Case Study

Case Study :

CenterHung Fan ,spherical Roller bearing,1000 Rpm Speed ,lubrication is oil 

Dominant frequency is 1XTS 

TWF about to be sinsoidal in vertical direction 

PeakVue is concerning and when using correlation Factor it showed a periodic peaks as shown below 

Accelerometer 100mv/g

units mm./sec

Result is :Bearing is rotating on shaft and excessive wear on shaft.

i need your comments.

horizotal (Spectrum mm./sec)img00005

Verticalimg00006Axial img00007

correlation FactorUntitled

Original Post
Hossam 2 posted:

Case Study :

CenterHung Fan ,spherical Roller bearing,1000 Rpm Speed ,lubrication is oil 

Dominant frequency is 1XTS 

TWF about to be sinsoidal in vertical direction 

PeakVue is concerning and when using correlation Factor it showed a periodic peaks as shown below 

Accelerometer 100mv/g

units mm./sec

Result is :Bearing is rotating on shaft and excessive wear on shaft.
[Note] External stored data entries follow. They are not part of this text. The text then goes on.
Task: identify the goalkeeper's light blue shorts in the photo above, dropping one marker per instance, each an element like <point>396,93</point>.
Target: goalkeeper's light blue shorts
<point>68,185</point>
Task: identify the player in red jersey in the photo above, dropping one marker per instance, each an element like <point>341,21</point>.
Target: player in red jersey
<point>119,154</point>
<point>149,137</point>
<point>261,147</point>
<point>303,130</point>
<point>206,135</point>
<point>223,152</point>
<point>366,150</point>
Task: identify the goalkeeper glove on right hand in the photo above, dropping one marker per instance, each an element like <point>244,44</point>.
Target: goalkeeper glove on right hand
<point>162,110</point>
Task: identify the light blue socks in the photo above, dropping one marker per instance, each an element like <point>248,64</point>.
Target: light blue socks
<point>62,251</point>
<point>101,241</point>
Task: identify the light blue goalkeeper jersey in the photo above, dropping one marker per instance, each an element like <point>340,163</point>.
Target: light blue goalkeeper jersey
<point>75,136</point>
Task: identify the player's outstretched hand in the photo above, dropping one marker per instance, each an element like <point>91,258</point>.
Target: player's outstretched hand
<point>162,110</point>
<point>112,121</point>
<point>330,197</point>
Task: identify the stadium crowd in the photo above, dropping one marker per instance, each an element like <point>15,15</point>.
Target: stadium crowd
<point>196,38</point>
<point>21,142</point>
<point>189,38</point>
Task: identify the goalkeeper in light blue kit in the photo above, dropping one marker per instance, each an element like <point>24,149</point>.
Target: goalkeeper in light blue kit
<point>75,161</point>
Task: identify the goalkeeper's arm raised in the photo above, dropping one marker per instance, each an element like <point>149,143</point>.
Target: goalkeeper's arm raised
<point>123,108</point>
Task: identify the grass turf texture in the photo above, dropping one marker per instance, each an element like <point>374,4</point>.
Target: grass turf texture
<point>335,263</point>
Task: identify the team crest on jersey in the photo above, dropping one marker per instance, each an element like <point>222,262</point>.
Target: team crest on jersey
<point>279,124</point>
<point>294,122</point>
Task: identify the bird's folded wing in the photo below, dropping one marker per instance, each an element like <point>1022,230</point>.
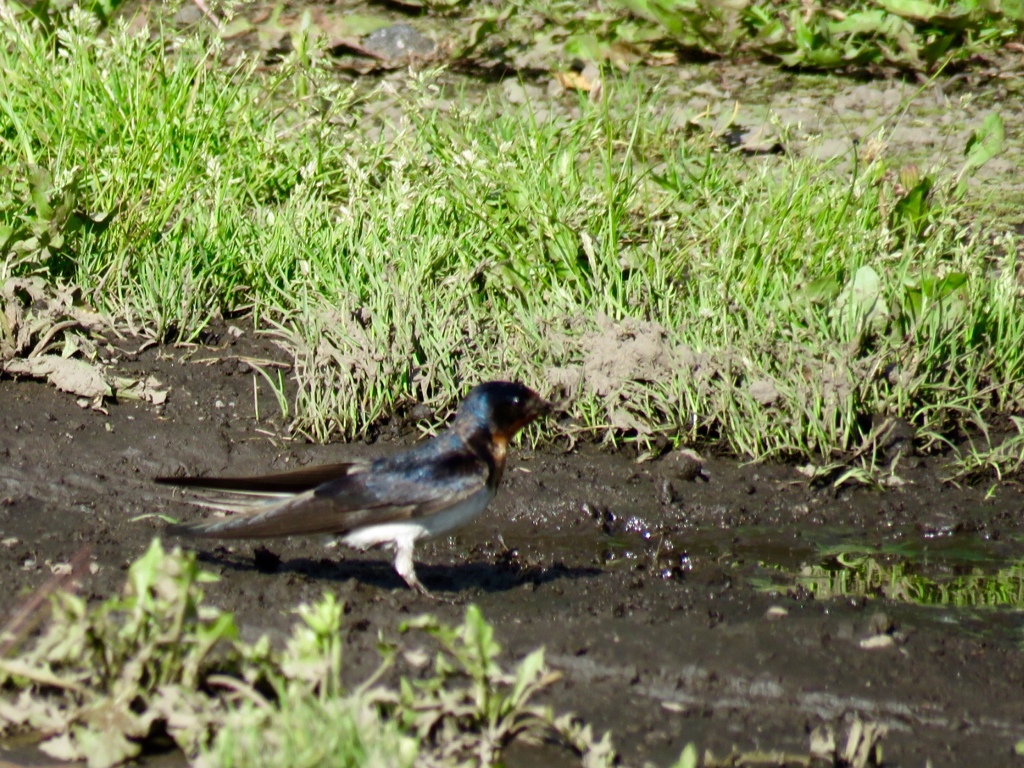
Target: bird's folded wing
<point>294,481</point>
<point>350,501</point>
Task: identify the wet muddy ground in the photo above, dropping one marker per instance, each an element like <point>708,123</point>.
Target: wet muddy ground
<point>638,581</point>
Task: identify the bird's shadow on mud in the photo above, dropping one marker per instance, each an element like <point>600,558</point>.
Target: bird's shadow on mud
<point>501,576</point>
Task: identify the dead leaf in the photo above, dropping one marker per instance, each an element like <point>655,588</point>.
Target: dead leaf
<point>148,389</point>
<point>77,377</point>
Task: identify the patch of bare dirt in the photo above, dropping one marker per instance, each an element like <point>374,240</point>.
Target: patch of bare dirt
<point>635,578</point>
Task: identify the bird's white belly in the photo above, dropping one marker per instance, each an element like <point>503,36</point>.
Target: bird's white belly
<point>421,527</point>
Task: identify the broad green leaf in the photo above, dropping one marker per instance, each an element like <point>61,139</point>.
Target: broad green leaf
<point>919,9</point>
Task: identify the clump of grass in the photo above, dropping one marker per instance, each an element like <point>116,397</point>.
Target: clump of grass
<point>667,288</point>
<point>100,683</point>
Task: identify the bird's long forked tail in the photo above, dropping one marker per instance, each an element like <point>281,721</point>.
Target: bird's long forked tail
<point>261,507</point>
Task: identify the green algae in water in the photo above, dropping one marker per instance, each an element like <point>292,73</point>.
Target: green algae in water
<point>855,574</point>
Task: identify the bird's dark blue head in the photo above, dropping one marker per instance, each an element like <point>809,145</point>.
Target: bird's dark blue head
<point>502,408</point>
i need your comments.Just wondering what kind of comments you need? Root cause analysis?

horizotal (Spectrum mm./sec)

I can not see any images

img00005

Verticalimg00006Axial

 img00007

correlation FactorUntitled

May just be my system for the reason I can not see the images.

Thanks,

Ralph

Ralph Stewart posted:
 

i need your comments.Just wondering what kind of comments you need? Root cause analysis?

actually i have a problem with diagnosing these kind of bearings which lubrication is oil not Grease ,as the G's Level is very low this bearing  was 0.1 G's Rms and the dominant frequency is 1XTS

in technical Associcates of charlote it stated that when bearing turning on shaft it devided them into 4 stages ,as shown in attachment we didnt even reach to stage number 4 but in the stage no.1 at the existance of only 1X we find an excessive wear and feeler gauge 0.2mm could be insterted between bearing inner race and shaft.

Abbreviated Last Measurement Summary
************************************
F1P - Fan Inboard Horz Peakvue .199 G-s
-------------------------------------------------------------------------------
Clarification Of Vibration Units:
Acc --> G-s RMS

Hossam

Attachments

Ralph Stewart posted:

Do you have a Peakvue in the vertical direction, since its amplitude is twice as high as the horizontal?

The vertical velocity data appears to look as though it might have some 1/2x between 6k and 10k cpm frequency.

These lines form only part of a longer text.